Bonnie Montgomery, Go Fast, Ebo and the Tomcats, Big Boss Line, Lollygadget

7 p.m. Saturday, 923 W. Seventh Street, Little Rock

Admission: $5

(501) 375-8466

vinosbrewpub.com

Vino's will celebrate its silver anniversary with a Saturday night show featuring Bonnie Montgomery, Go Fast, Ebo and the Tomcats, Big Boss Line and Lollygadget.

"There were no other places with original music for people under 21," says local musician and Vino's booking agent Christopher Terry about the club's early days and Little Rock's music landscape. "They had a regular show called Fresh Blood. If you had a band and original music, they would book you. There would be all these local bands and the cover charge was just $5."

Vino's owner Henry Lee chuckles when asked about the secret of staying in business for 25 years.

"It's just hard work and putting out a product that is consistently good and doing the best you can," he said from Baton Rouge, where he was about to watch Louisiana State University play the Arkansas Razorbacks.

Lee, 56, grew up in nearby Morgan City, La., and was working in investments when he moved to Little Rock in 1989 to be closer to some of his clients. By 1990, he and partners Allen Vennes and Bill Parodi decided to open their own pizza joint.

"We wanted a place where we could get good pizza and good beer," Lee says. And no, he'd never worked in a restaurant before, but he and his partners got advice and recipes from friends who ran the Fellini's pizza chain in Atlanta.

The trio settled on the building at 923 W. Seventh that was built in 1909. The building's well-worn character still plays a natural role in the relaxed vibe of the restaurant.

"People thought we were crazy for wanting to be downtown, but we liked the building. It felt like a good place and it felt comfortable," Lee says.

The front of the building was vacant at first, but the concert hall in the back had been hosting punk rock and new wave shows for a while under names Mandrake's, The Zone, Nemesis and DMZ.

"We kept the music going while we were doing construction on the restaurant just so we could generate some capital," Lee says. Vino's grand opening was held Sept. 19, 1990.

Vennes and Parodi left the restaurant/club in the early '90s. "They realized it wasn't what they wanted to do," Lee says. His current partner is Dan Brown.

Lee got the jump on the current craft beer craze and started brewing his own beer in 1991 with his friend Mark Crossley, who died in 2011.
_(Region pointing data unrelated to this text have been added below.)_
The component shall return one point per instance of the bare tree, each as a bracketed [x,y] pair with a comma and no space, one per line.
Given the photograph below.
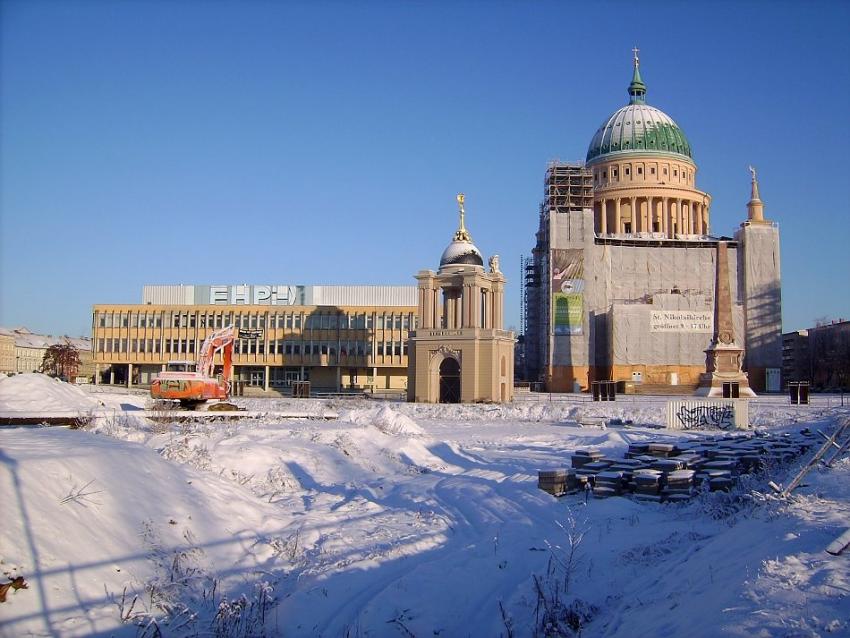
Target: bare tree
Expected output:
[62,360]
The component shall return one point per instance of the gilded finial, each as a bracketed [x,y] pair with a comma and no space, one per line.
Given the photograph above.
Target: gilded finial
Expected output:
[637,89]
[755,207]
[754,193]
[462,234]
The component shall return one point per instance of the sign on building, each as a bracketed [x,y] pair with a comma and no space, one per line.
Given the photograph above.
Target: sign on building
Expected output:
[567,291]
[682,321]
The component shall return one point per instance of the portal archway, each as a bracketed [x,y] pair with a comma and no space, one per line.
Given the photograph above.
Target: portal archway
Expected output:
[449,381]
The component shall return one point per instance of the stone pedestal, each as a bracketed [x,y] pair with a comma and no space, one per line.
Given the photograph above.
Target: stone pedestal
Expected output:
[724,356]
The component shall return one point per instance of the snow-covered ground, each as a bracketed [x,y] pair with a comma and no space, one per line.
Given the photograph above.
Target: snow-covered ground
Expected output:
[396,520]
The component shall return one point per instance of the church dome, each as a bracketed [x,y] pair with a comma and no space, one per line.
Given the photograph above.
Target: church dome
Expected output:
[461,252]
[638,128]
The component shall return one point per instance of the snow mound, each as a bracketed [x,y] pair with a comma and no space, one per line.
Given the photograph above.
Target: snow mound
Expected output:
[386,420]
[37,393]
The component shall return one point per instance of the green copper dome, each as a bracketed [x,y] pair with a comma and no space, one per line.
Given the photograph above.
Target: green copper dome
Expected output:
[638,128]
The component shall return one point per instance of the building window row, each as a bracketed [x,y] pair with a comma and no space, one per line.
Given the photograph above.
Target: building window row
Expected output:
[252,346]
[601,176]
[255,320]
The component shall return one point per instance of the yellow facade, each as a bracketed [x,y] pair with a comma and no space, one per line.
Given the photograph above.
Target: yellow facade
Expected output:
[7,354]
[335,348]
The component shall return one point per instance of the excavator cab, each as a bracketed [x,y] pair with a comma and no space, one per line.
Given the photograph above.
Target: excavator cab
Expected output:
[181,366]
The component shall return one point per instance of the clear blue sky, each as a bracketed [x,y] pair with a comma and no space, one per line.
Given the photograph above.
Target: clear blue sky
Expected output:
[324,142]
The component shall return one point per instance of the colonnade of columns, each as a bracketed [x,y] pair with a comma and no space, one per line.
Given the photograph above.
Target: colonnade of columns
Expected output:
[668,215]
[465,306]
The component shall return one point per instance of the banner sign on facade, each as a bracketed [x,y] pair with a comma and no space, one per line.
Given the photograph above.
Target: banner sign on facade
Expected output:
[253,295]
[682,321]
[567,291]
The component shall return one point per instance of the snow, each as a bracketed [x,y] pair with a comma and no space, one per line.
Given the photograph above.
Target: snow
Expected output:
[38,394]
[396,519]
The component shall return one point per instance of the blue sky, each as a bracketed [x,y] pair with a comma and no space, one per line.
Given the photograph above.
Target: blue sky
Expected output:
[324,142]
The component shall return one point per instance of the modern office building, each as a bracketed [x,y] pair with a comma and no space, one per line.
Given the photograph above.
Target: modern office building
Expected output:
[819,355]
[622,281]
[337,337]
[23,351]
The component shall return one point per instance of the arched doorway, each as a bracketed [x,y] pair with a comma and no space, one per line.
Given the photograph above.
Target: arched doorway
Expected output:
[449,381]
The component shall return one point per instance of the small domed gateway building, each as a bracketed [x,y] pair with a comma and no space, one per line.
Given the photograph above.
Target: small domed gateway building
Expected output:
[460,352]
[622,281]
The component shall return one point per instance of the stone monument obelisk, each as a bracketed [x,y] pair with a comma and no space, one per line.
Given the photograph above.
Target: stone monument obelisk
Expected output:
[724,356]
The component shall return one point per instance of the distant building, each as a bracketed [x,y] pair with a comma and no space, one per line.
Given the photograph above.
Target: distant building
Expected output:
[622,281]
[819,355]
[28,351]
[337,337]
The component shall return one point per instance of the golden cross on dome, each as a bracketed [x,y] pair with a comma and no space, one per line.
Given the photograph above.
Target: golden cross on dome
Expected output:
[461,234]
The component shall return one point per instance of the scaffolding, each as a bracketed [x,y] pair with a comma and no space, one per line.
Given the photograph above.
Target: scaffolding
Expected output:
[568,187]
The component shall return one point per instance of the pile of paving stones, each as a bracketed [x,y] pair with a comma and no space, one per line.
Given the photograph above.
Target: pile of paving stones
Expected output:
[675,472]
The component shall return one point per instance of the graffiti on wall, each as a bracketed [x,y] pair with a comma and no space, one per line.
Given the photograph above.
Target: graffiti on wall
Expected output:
[710,416]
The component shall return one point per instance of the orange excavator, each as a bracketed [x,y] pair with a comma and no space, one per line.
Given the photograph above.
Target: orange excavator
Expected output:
[192,383]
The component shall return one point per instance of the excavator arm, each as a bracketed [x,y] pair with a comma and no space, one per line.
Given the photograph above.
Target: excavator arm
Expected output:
[219,341]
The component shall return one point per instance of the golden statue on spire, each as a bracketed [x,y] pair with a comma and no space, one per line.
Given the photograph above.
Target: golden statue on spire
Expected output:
[462,234]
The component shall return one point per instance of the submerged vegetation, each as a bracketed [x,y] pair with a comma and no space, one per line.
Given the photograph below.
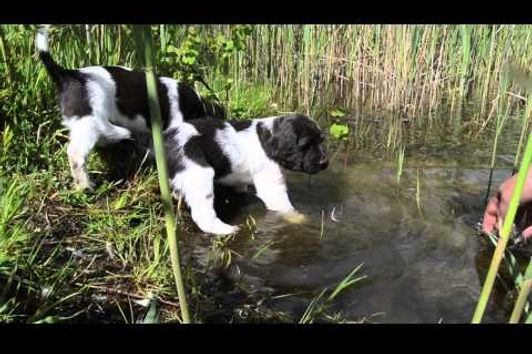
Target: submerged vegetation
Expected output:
[68,256]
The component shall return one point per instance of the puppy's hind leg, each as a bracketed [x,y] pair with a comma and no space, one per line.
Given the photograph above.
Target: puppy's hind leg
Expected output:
[84,134]
[197,186]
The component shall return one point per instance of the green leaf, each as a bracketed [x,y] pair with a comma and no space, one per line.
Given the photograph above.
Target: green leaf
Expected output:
[153,313]
[339,131]
[337,113]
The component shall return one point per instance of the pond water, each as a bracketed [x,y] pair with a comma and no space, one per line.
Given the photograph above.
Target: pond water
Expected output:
[417,239]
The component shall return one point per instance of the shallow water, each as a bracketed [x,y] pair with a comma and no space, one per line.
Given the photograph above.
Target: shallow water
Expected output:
[424,264]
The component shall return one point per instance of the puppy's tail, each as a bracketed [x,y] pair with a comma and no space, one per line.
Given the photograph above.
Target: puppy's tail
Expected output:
[56,72]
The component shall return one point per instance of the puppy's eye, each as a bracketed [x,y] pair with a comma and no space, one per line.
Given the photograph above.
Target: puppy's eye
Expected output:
[303,142]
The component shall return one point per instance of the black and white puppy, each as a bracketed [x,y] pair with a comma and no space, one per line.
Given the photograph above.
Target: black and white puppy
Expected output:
[106,104]
[202,152]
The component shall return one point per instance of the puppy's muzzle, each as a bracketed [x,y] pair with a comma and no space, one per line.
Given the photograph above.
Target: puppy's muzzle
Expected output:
[324,162]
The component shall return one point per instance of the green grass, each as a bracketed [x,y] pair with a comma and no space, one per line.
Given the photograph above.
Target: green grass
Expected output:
[68,256]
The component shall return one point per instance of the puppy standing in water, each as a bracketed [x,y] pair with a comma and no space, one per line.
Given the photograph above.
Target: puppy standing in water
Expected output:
[202,152]
[103,105]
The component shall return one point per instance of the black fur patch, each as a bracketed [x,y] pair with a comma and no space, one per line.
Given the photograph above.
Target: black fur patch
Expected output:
[73,96]
[240,124]
[174,153]
[132,94]
[295,143]
[204,150]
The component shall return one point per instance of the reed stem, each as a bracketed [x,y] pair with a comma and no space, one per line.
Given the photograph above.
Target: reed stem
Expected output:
[505,233]
[146,44]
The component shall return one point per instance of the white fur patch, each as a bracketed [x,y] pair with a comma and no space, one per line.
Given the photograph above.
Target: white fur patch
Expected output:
[41,40]
[176,116]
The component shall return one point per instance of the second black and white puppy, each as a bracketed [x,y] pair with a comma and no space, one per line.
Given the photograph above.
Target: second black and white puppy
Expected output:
[202,152]
[107,104]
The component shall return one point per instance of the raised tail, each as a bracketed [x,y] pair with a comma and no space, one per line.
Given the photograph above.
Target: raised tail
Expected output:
[56,72]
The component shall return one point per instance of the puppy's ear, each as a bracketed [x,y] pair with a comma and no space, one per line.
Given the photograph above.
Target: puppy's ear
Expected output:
[267,140]
[304,140]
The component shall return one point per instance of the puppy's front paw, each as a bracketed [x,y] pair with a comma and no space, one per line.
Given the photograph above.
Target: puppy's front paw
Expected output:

1n 1993, he bought the neighboring building, expanding the size of the restaurant.

All the while, there were shows, plays and film screenings in the back room.

"The early days here were cool," says soundman Marcus Lowe, who was playing and attending shows at the club back in the DMZ/Mandrake's days.

Vino's continued to act as a breeding ground for central Arkansas' nascent punk rock scene. "We didn't have anything to go by," Lowe says. "There was no Internet. We didn't know the rules. Everybody sounded different, even though we were in the punk scene. If you had a three-band bill, it was really diverse."

Terry said he even remembers seeing local punk heroes Trusty share a bill with influential central Arkansas Christian death metal legends Living Sacrifice.

Wearing a Pallbearer shirt and speaking at the bar in the back room on a Saturday afternoon before doing sound for a hard-core show that night, Lowe, 41, says that though shows at the club tapered off recently, things are picking up with not just metal, punk and hard-core, but rap gigs as well.

"There's a local hip-hop group, Young Gods of America, they do shows here and they are pretty packed. It seems like we're in an upswing now ... last night, we had nine bands, all hard-core and metal and there was a great crowd."

Asked about some of his favorite shows over the years, Lee, who is quick to credit general manager Chris New and his staff for the restaurant's longevity, mentions a show with former Living Colour front man Corey Glover, and there was another gig with Arkansas rockabilly pioneer Billy Lee Riley he remembers fondly.

"The first Green Day show really blew me away," he adds. "I never expected anything like that."

As for Saturday night's show, most of the bands on the bill were playing there in Vino's infancy.

"We want to make it casual," Terry says. "It's not so much a show, but a party and we want everyone to come hang out and have some fun."